David and Kimberly Hodgin, of Dickson, argue in court documents that the juvenile judge erred when he ordered that custody of Sonya McCaul be awarded to John McCaul, who lives in Nebraska.
The Hodgins say the judge mistakenly thought the law required him to award custody to the biological parent without consideration of the 9-year-old's best interest.
According to court documents, Sonya's biological parents split up shortly after she was born and John McCaul took custody. Later that year, Sonya's baby sitter needed to go to Tennessee to help an ill family member and she took Sonya with her, with McCaul's permission.
The Tennessee Department of Children's Services soon took custody of Sonya. She was placed in the Hodgin home the same month that McCaul was taken into federal custody, where he served seven-and-a-half years for unlawful transport of firearms.
In July 2006, the Kimberly and David Hodgin petitioned to terminate the parental rights of the biological parents and adopt Sonya. The biological mother did not object and her rights were terminated, but McCaul did object.
At the same time the Hodgins were trying to adopt Sonya, the Department of Children's Services was considering placing the child with her paternal grandmother. In August 2006, the grandmother's home was approved as suitable for the child. The grandmother filed a motion to intervene in the custody case.

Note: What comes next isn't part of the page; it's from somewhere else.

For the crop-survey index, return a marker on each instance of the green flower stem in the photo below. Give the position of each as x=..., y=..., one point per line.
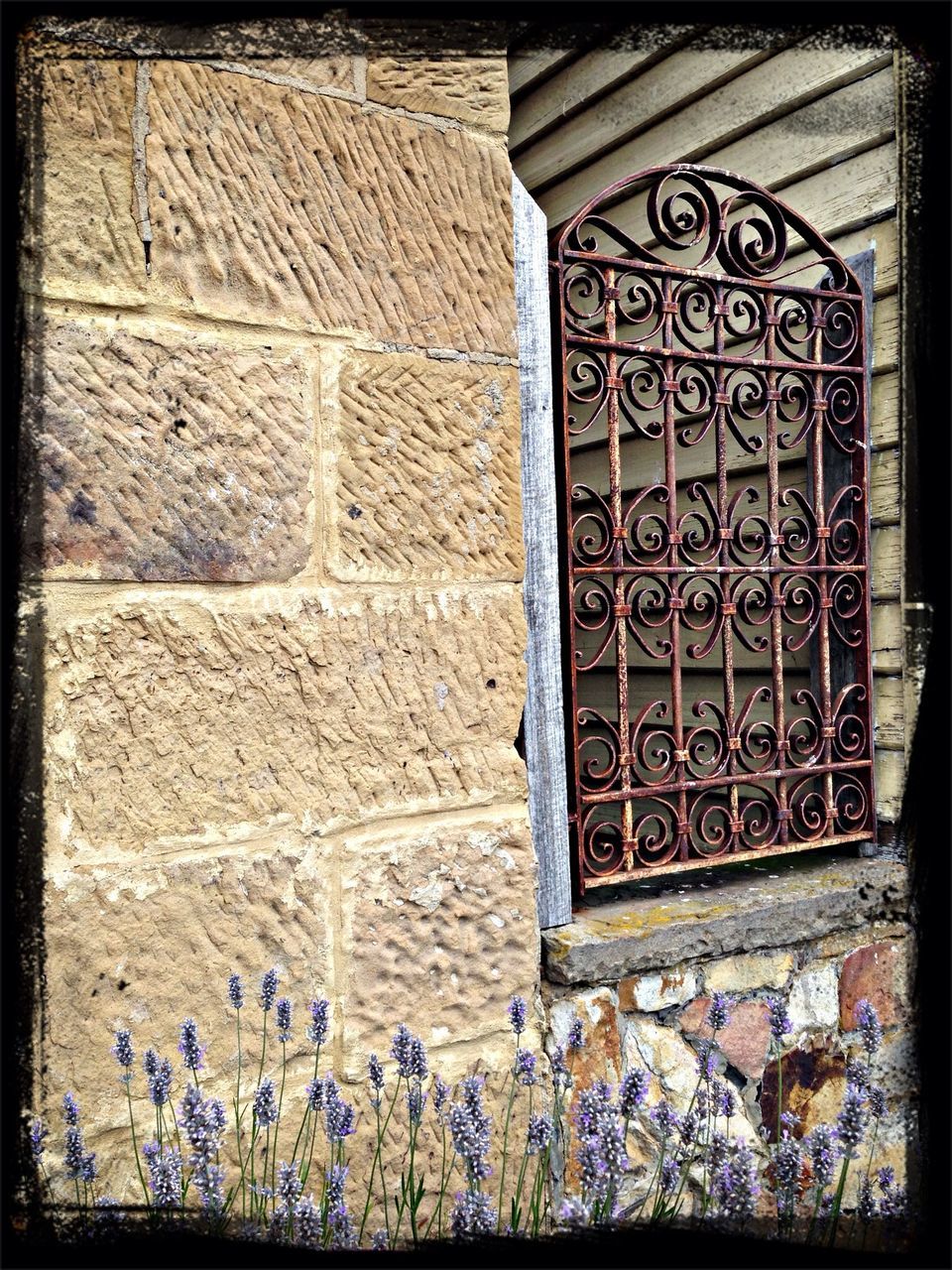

The court dispute dragged on. After McCaul was released from prison, the Hodgins and McCaul agreed to slowly reintroduce him into Sonya's life with the assistance of a counselor. But after several months, that process broke down, and in January, McCaul filed a motion to return custody to him. A Dickson County Juvenile Court judge ruled in McCaul's favor and Sonya was transferred to McCaul, whom she had not seen since she was an infant, that same day.
At a Friday hearing, the Hodgins are asking the judge to overturn his previous decision, claiming it was based on a principal that gives superior custody rights to parents over non-parents. The Hodgins argue the "superior rights" doctrine applies only when custody is initially awarded, not where a custody arrangement already in place is being modified. In this case, they argue, the judge should have held a hearing to determine what arrangement was in Sonya's best interest before granting custody to McCaul.
The Hodgins also fault the Department of Children's Services for its handling of Sonya's case.
Department spokesman Rob Johnson issued a statement saying DCS "has worked hard to see that this child's needs have been met. We developed a transition plan and did our best to carry it out.
"We recognize that foster families often come to love the children who stay in their homes. At the same time, birth families have the right to raise their children."
Johnson also said child welfare workers in Nebraska have reported that Sonya is doing "very well" there.